Michelle Mattich, Reporter

Editor’s note: This is the second of a two-part series. See the first story here.

Your friends drag you to this big college party in town where everyone is getting drunk. There’s people stumbling out the door and you get handed a beer. Soon, you’re on the couch enjoying yourself and someone comes and sits next you.

They compliment your appearance and they proceed to wrap their arm around you. You’re surprised and try to wiggle out of their grasp. They proceed to try to kiss you and place their hands on your upper thigh. You tell them to stop, but they are persistent until you manage to push them off and flee the scene.

This is sexual harassment. If it proceeded to go on and you were forced to have sexual intercourse, then it is considered sexual assault.

What defines sexual assault? According to Merriam-Webster’s dictionary, illegal sexual contact that usually involves force upon a person without consent or is inflicted upon a person who is incapable of giving consent (because of age, physical or mental incapacity) or who places the assailant (such as a doctor) in a position of trust or authority.

I understand that it is hard and a traumatic event. But realize it is not your fault no matter the circumstances. You’re the victim and you should not be ashamed”
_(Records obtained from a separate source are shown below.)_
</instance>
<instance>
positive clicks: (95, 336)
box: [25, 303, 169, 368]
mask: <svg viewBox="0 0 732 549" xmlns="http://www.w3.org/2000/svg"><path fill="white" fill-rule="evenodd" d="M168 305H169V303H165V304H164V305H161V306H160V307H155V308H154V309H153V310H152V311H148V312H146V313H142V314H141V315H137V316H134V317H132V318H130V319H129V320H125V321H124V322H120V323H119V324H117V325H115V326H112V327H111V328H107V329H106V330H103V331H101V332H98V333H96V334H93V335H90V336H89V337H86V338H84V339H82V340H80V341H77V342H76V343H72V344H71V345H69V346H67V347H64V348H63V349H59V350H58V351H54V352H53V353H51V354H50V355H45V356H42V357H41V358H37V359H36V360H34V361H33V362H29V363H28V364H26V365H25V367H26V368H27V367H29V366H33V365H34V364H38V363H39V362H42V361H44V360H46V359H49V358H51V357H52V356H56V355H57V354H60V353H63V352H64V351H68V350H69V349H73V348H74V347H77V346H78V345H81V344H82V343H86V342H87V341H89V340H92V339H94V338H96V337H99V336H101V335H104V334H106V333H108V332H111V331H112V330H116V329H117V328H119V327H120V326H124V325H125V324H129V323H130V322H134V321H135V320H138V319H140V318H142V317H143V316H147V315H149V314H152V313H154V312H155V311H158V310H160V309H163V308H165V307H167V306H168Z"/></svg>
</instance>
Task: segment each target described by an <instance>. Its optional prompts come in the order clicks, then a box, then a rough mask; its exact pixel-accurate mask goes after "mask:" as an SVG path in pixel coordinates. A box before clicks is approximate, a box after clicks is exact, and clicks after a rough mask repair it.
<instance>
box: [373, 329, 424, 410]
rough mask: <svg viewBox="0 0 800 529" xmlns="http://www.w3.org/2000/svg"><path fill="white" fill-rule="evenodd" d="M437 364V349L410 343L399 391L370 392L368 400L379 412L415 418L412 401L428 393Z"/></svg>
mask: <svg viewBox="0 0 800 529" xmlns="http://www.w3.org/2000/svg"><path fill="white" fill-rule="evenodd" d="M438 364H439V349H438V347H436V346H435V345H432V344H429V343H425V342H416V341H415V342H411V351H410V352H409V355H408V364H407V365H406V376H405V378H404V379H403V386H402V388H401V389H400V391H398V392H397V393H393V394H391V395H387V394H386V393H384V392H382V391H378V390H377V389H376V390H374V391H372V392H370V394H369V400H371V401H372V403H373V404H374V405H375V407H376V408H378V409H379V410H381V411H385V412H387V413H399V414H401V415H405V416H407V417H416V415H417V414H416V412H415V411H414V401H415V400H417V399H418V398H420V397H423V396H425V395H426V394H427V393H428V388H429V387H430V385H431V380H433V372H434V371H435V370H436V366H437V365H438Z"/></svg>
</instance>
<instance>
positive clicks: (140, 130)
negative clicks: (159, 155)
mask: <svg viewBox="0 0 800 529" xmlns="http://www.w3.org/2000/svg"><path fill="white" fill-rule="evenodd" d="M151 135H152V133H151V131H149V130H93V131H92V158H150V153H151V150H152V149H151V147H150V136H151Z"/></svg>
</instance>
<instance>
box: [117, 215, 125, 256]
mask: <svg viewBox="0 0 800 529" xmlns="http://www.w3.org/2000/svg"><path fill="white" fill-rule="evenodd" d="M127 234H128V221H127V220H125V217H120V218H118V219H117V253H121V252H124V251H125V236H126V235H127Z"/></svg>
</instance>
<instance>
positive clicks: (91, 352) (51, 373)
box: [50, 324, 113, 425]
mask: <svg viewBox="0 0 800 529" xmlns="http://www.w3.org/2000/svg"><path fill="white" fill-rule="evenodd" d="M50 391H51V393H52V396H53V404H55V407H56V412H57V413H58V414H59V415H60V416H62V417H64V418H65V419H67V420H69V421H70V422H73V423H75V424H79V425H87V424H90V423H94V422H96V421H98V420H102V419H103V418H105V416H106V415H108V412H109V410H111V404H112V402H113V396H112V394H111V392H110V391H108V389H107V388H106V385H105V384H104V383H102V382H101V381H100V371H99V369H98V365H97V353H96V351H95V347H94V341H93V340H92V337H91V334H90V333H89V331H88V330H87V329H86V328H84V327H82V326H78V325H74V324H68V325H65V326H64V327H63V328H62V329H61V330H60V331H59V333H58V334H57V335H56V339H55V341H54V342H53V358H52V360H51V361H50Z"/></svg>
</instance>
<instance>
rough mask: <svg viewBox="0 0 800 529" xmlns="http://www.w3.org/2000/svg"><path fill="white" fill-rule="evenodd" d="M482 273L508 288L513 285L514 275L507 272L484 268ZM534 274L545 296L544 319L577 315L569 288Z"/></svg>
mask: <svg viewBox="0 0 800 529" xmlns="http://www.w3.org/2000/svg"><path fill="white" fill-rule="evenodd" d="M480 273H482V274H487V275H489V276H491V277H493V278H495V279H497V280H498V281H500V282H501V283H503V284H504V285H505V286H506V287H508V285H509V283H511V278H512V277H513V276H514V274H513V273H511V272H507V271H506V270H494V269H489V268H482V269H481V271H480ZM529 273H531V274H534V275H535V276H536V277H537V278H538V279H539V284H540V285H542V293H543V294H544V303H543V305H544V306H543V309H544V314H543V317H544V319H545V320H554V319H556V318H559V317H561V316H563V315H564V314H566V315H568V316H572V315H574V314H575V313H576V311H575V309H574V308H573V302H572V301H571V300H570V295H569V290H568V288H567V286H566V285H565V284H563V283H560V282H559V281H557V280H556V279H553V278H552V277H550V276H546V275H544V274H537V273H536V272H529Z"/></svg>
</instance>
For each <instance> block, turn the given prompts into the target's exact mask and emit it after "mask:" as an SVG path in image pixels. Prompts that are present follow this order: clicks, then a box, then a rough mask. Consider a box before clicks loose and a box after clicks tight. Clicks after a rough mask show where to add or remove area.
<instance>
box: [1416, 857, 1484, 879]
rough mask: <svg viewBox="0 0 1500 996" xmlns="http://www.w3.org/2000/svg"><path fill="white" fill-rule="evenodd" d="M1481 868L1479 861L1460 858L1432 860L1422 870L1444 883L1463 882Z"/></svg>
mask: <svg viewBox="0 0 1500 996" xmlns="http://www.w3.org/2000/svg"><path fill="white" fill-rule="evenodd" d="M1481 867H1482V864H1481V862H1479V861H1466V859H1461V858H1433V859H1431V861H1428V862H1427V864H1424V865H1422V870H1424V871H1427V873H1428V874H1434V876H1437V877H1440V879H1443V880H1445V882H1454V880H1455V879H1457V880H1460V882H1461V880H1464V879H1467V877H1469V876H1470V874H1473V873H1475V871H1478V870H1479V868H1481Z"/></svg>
— Maria Munoz, LARC DVS campus advocate.

We all have heard the news about sexual violence on campus. It actually happens quite frequently but most seem to brush it off like old gossip. According to Rainn, which reports sexual violence statistics, college women between the ages  of 18 and 24 are three times more likely to get raped than non-college women. This doesn’t just apply to women, but men also. They are at the same risk as their female peers.

Still, the question arises: what is considered sexual harassment? It’s pretty simple actually; any touching, comments and or actions that the other person doesn’t feel comfortable with is considered sexual harassment. 

Seward County Community College has access to the LARC DVS, which is the domestic violence, sexual assault and stalking center here in Liberal, Kansas. Campus Advocate, Maria Munoz, explains that most incidents of sexual assault involve alcohol. She also explained that SCCC does a good job of prosecuting sexual assault cases, so victims should try to speak up.

“I understand that it is hard and a traumatic event. But realize it is not your fault no matter the circumstances. You’re the victim and you should not be ashamed,” Munoz said.

LARC provides a variety of services to those who need it like: counseling to start the healing process and help with reporting the incident.

“Seek help with an agency that does not report incidents to seek help. We support you so you can heal,” Munoz said.

Sexual assault, like sexual harassment, isn’t a joke. You should never allow inappropriate actions to take place. Report anything you might see because sexual violence is wrong. If you’re a victim, seek help. There are many sources to help you out and be able to get your life back.

I dedicate this article to all sexual abuse survivors: You are never alone and I believe you.